Cercano quindi il punto di equilibrio fra le esigenze del brand e quei valori e quelle skill che li hanno resi una personalità su uno o più social media, garantendogli un seguito misurabile nel caso di un micro influencer in alcune centinaia di migliaia di follower, di milioni nel caso dei creator più noti. Questo equilibrio, così come la necessità di adeguare la comunicazione alle logiche spesso molto specifiche e in veloce mutamento della piattaforma, rende difficile e spiazzante il lavoro del dipartimento marketing di un brand e dei suoi consulenti.

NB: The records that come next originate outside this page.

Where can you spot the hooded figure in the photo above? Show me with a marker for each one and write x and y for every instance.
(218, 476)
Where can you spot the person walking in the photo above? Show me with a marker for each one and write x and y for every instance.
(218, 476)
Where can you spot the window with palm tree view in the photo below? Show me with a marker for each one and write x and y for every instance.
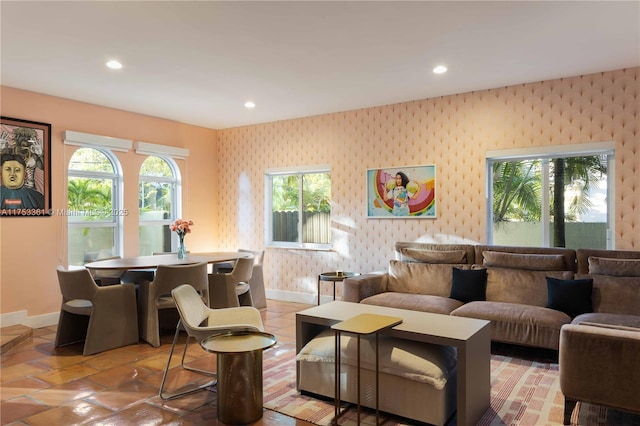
(94, 206)
(554, 201)
(157, 204)
(300, 213)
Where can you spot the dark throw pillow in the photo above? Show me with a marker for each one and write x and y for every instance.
(469, 285)
(573, 297)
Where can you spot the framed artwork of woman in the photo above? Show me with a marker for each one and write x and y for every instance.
(401, 192)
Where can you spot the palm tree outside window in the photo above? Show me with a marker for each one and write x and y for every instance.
(553, 200)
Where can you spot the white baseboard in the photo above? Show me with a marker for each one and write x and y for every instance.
(36, 321)
(46, 320)
(292, 296)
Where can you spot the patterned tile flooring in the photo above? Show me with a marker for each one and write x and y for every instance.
(43, 385)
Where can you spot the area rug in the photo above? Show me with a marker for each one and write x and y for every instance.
(523, 392)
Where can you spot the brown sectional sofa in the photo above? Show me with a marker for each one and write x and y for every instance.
(420, 278)
(598, 344)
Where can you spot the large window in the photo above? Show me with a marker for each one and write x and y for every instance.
(299, 208)
(158, 203)
(94, 207)
(552, 199)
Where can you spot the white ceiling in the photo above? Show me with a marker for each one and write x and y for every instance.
(197, 62)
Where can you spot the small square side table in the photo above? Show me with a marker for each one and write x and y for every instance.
(360, 325)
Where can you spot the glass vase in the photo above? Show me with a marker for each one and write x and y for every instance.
(182, 250)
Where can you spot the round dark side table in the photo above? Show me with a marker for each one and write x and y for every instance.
(239, 373)
(334, 277)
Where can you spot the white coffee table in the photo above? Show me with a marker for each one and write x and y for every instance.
(471, 338)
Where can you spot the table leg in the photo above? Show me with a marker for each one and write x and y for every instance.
(240, 387)
(474, 377)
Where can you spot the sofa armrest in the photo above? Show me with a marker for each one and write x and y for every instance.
(363, 286)
(600, 365)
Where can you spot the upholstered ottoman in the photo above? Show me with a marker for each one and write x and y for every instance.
(417, 380)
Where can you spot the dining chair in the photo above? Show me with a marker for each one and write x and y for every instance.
(104, 277)
(155, 296)
(104, 317)
(199, 321)
(232, 289)
(256, 283)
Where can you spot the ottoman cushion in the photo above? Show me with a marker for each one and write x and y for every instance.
(421, 362)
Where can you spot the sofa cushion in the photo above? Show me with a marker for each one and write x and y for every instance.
(469, 285)
(518, 324)
(414, 302)
(573, 297)
(434, 256)
(533, 262)
(615, 295)
(617, 321)
(421, 278)
(520, 285)
(614, 267)
(416, 361)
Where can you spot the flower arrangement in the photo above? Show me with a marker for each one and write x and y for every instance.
(181, 227)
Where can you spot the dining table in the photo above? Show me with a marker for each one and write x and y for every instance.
(152, 262)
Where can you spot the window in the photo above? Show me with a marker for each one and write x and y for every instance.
(299, 208)
(94, 206)
(157, 198)
(559, 198)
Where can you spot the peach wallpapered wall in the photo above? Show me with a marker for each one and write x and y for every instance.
(223, 177)
(452, 132)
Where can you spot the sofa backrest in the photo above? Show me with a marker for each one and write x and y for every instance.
(422, 278)
(519, 274)
(584, 254)
(568, 255)
(434, 253)
(616, 279)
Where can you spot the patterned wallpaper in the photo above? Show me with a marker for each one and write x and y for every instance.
(452, 132)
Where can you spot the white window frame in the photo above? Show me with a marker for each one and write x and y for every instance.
(546, 154)
(116, 195)
(269, 174)
(176, 194)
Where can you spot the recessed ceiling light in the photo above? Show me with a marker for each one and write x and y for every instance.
(114, 65)
(440, 69)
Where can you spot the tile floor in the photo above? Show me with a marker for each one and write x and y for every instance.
(43, 385)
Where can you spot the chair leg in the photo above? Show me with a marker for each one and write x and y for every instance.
(165, 396)
(569, 405)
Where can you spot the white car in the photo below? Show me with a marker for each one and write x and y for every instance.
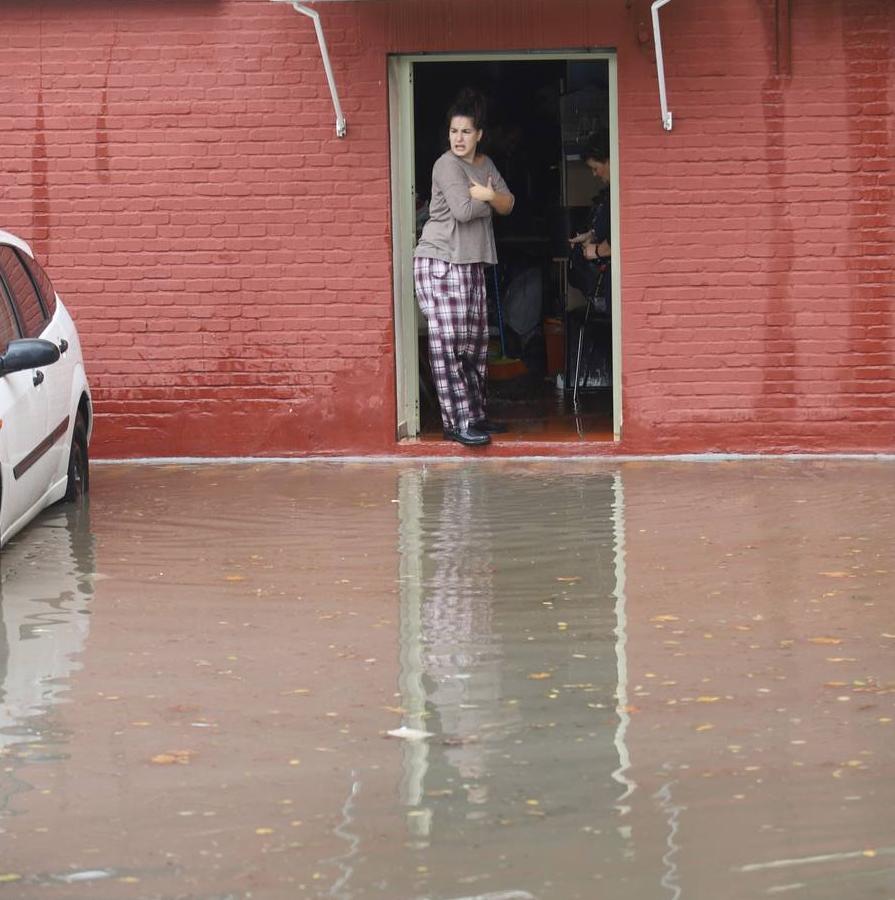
(46, 415)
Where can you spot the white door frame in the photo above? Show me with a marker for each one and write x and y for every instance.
(403, 183)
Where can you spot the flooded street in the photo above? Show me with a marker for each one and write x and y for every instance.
(630, 681)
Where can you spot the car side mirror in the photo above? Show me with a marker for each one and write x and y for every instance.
(29, 353)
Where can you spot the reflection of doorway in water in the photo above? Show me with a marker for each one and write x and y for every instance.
(540, 112)
(513, 657)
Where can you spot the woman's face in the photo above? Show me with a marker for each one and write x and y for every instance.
(600, 170)
(464, 137)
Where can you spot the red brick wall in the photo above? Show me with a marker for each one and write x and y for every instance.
(228, 259)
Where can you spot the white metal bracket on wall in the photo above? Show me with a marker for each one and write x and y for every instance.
(660, 64)
(341, 124)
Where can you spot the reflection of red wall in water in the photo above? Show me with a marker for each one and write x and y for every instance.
(265, 632)
(755, 602)
(228, 258)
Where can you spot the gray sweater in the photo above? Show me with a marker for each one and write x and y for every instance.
(459, 228)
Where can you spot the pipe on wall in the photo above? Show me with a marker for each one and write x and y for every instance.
(660, 64)
(341, 124)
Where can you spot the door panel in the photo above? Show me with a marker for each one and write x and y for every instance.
(27, 472)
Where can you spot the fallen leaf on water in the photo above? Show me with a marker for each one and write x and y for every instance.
(179, 757)
(409, 734)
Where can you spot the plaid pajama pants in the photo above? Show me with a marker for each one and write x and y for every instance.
(452, 298)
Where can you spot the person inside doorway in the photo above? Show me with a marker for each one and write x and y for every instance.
(596, 242)
(456, 244)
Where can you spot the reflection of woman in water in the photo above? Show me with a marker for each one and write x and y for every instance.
(456, 244)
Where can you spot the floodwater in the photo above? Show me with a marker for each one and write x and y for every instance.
(638, 681)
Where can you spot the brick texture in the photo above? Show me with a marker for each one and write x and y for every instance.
(228, 259)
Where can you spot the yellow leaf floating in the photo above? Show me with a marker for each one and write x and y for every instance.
(177, 757)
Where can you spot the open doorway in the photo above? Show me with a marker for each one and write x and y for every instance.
(553, 369)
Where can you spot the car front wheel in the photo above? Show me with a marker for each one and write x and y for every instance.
(78, 465)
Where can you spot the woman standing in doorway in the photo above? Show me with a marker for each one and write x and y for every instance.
(596, 243)
(449, 271)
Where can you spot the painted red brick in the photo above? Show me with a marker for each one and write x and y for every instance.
(228, 259)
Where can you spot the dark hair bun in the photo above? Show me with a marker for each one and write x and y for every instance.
(471, 104)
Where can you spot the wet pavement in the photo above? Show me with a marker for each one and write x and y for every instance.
(638, 681)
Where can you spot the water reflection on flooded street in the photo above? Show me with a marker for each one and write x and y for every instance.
(638, 681)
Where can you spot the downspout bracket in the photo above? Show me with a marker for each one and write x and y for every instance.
(341, 124)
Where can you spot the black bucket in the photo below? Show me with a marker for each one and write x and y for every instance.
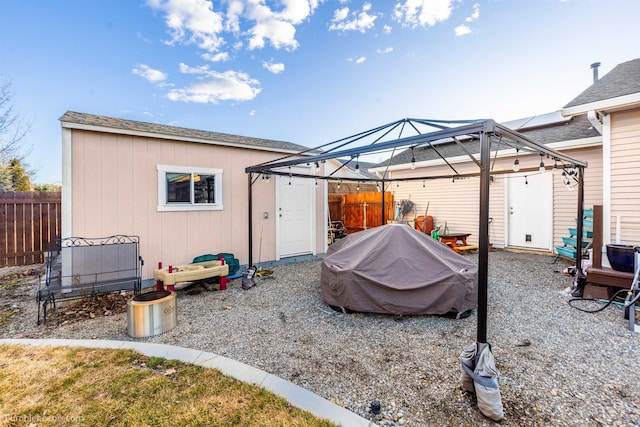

Per raggiungere audience ‘difficili’.

Per quale ragione allora un numero crescente di marchi sceglie di investire in influencer marketing? Perché si tratta di un canale ancora relativamente poco costoso rispetto ad altri e soprattutto perché “permette di raggiungere audience difficili da intercettare attraverso media tradizionali come la TV”, come nota Gianluca Perrelli, Ceo di Buzzoole, una società specializzata nell’influencer marketing,
Una quota importante dei consumatori infatti accede molto raramente a media off line come carta e tv e all’interno del mondo on line privilegia i social media. A questo si aggiunge la natura particolare degli obiettivi che si possono raggiungere con l’influencer marketing non la semplice brand awareness e nemmeno la conversione (vale a dire il passaggio dalla fruizione del messaggio a una azione come per esempio l’acquisto). Con l’influencer marketing si può puntare a creare una base di ‘brand lover’.

Obiettivo: brand lover.

Nelle aziende più avanzate si è compresa l’importanza del rapporto personale con l’influencer. Non si tratta di un semplice testimonial che si limita a passare un pomeriggio in uno studio fotografico o su un set. I creator sono e rimangono persone in carne e ossa e quindi difficilmente controllabile fino in fondo. L’influencer per essere convincente deve essere convinto. A tal fine molti manager tendono a sviluppare una relazione diretta, con programmi di nurturing che puntano a farli diventare brand lover facendo conoscere loro l’azienda e le persone, le sfide che affronta sul mercato, i clienti, perfino i luoghi di produzione.

La sfida dei micro-influencer.

La tendenza più recente è il coinvolgimento di centinaia di micro influencer. Il micro-influencer non è un ‘piccolo’ influencer, non è un/ una Chiara Ferragni in sedicesimo. Si tratta di personalità che pur avendo magari ‘solo’ 50- 100 mila follower godono di una assoluta leadership in una nicchia molto precisa. I micro influencer sono visti come esperti, capaci di produrre contenuti autorevoli e credibili, portatori di pubblici attenti, anche se di nicchia, nonché volti nuovi meno sfruttati commercialmente. In termini di rapporto fra costo e risultato il micro-influencer è in sé conveniente. Il lato difficile è che una campagna può richiedere lo ‘schieramento’ di decine di micro-influencer che vanno gestiti individualmente.